Trapianto di rene, scoperta una possibile soluzione al rigetto dell’organo
Grazie al lavoro di medici e ricercatori dell’Università Cattolica del Sacro Cuore e della Fondazione Policlinico Universitario Agostino Gemelli IRCCS.
Lo studio, in collaborazione con le Università di Bari, Foggia e Padova, pubblicato su Clinical Journal of the American Society of Nephrology.
Scoperto da medici e ricercatori dell’Università Cattolica del Sacro Cuore, campus di Roma e della Fondazione Policlinico Universitario Agostino Gemelli IRCCS un meccanismo fondamentale nello sviluppo del 70% delle reazioni di rigetto dei trapianti di rene. Il risultato dello studio potrebbe aprire la strada a nuove terapie anti-rigetto utilizzando farmaci già in uso clinico con altre indicazioni. Guidati da Giuseppe Grandaliano, Professore Ordinario di Nefrologia dell’Università Cattolica del Sacro Cuore, campus di Roma e Direttore della UOC di Nefrologia della Fondazione Policlinico Universitario Agostino Gemelli IRCCS, i ricercatori hanno scoperto che nel corso della forma più comune di rigetto del rene trapiantato interviene una sorta di reazione allergica all’organo sostituito, associata a una aumentata produzione di interferone-alfa.
Lo studio è stato pubblicato sulla rivista Clinical Journal of the American Society of Nephrology, in collaborazione con le Università di Bari, Foggia e Padova.
La ricerca fa dunque luce sul “rigetto anticorpo mediato” nel trapianto renale. “Questa forma di rigetto è la causa più frequente di perdita del rene trapiantato e nel nostro lavoro suggeriamo un nuovo modello patogenetico che potrebbe aprire la via a nuovi approcci terapeutici (al momento non c’è alcuna terapia codificata o approvata dalle autorità regolatorie)”, spiega il professor Grandaliano. La rivista ha considerato particolarmente importante l’osservazione, dedicandole un editoriale.
Background
Lo scorso anno in Italia sono stati eseguiti 1799 trapianti di rene e al 31 dicembre 2019 la lista d’attesa per il trapianto di rene contava 6573 pazienti (numero rimasto costante negli ultimi 3 anni).
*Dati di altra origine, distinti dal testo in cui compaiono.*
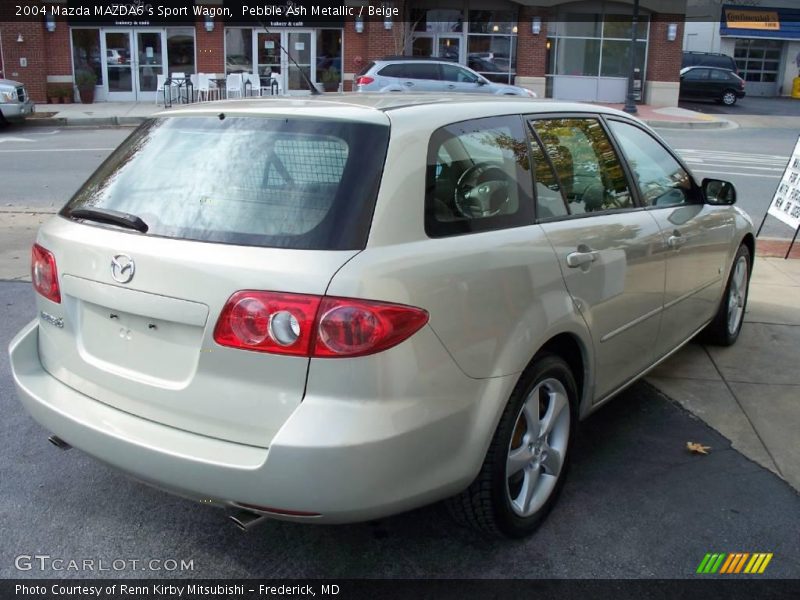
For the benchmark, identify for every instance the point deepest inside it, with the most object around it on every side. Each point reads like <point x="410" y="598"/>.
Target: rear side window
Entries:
<point x="274" y="182"/>
<point x="366" y="68"/>
<point x="398" y="70"/>
<point x="588" y="169"/>
<point x="423" y="71"/>
<point x="478" y="177"/>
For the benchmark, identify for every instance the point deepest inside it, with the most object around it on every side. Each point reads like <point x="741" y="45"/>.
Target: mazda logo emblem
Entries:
<point x="122" y="268"/>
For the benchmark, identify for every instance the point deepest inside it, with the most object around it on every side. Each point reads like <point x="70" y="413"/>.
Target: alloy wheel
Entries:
<point x="538" y="447"/>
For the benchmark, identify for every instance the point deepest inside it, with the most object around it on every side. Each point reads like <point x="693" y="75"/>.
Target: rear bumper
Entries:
<point x="16" y="111"/>
<point x="344" y="460"/>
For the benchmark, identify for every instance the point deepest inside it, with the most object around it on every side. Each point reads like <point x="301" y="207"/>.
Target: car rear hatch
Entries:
<point x="229" y="204"/>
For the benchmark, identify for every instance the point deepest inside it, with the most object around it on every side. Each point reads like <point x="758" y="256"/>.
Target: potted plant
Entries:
<point x="86" y="80"/>
<point x="330" y="79"/>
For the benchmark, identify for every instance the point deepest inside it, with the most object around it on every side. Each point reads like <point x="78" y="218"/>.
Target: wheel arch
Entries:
<point x="750" y="241"/>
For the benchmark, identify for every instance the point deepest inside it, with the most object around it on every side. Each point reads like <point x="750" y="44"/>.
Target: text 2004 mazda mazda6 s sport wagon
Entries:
<point x="334" y="310"/>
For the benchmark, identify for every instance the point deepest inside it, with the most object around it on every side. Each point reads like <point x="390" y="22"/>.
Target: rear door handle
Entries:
<point x="676" y="240"/>
<point x="579" y="259"/>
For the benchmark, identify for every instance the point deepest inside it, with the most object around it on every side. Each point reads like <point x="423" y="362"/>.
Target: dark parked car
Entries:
<point x="711" y="83"/>
<point x="709" y="59"/>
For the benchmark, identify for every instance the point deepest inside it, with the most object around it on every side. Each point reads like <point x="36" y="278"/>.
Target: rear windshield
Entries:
<point x="274" y="182"/>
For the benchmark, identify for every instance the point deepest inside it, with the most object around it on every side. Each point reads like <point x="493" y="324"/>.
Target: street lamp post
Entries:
<point x="630" y="101"/>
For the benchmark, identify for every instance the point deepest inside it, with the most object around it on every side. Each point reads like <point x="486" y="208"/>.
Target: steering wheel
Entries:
<point x="482" y="191"/>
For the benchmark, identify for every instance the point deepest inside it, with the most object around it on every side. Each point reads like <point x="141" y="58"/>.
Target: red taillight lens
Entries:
<point x="313" y="326"/>
<point x="268" y="322"/>
<point x="350" y="327"/>
<point x="44" y="273"/>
La percentuale di “fallimento” del trapianto di rene a 10 anni è di circa il 40%. La metà di questi fallimenti è legata alla morte del paziente con un trapianto funzionante, a seguito di complicanze o della malattia renale cronica (patologie cardiovascolari) o legate alla terapia immunosoppressiva (Neoplasie e infezioni).
Il rigetto dell’organo
L’altra metà dei fallimenti è legata invece al rigetto dell’organo trapiantato o alla recidiva sull’organo trapiantato della malattia che ha condotto il paziente in dialisi. Il rigetto anticorpo-mediato (oggetto dello studio) da solo rappresenta circa il 70% delle cause di perdita di funzione del rene trapiantato.
Il meccanismo fondamentale alla base del rigetto anticorpo-mediato è rappresentato dalla produzione di anticorpi di tipo IgG rivolti contro l’organo trapiantato. Questi anticorpi, una volta legati alla parete dei vasi del trapianto, attivano una reazione immunitaria di rigetto innescando un processo infiammatorio che porta al danno irreversibile del rene trapiantato. Nonostante la patogenesi sembri molto chiara, tutti gli approcci terapeutici utilizzati per trattare il rigetto anticorpo-mediato non hanno avuto il successo sperato e al momento non esiste una terapia codificata per questa condizione.
“Il nostro studio – prosegue Grandaliano – partendo da un’analogia tra rigetto anticorpo-mediato e il danno renale in pazienti con lupus eritematoso sistemico (una patologia autoimmune in cui il danno renale è anticorpo-mediato) ha dimostrato che, come nel lupus, anche nel rigetto cronico anticorpo-mediato oltre alle IgG sono presenti a livello renale anticorpi della classe IgE che sono in grado di innescare una sorta di reazione allergica all’organo trapiantato attraverso l’attivazione di mastociti e basofili, cellule immunitarie il cui ruolo non era ben chiaro nel corso del rigetto del trapianto renale. Inoltre abbiamo dimostrato che questo fenomeno, così come nel lupus, è strettamente associato ad un’aumentata produzione di interferone alfa. La nostra osservazione ha anche una potenziale ricaduta terapeutica. Infatti questa nuova via di danno dell’organo trapiantato potrebbe essere il target di farmaci già disponibili in commercio che agiscono bloccando l’azione dell’interferone alfa”, conclude il nefrologo del Gemelli.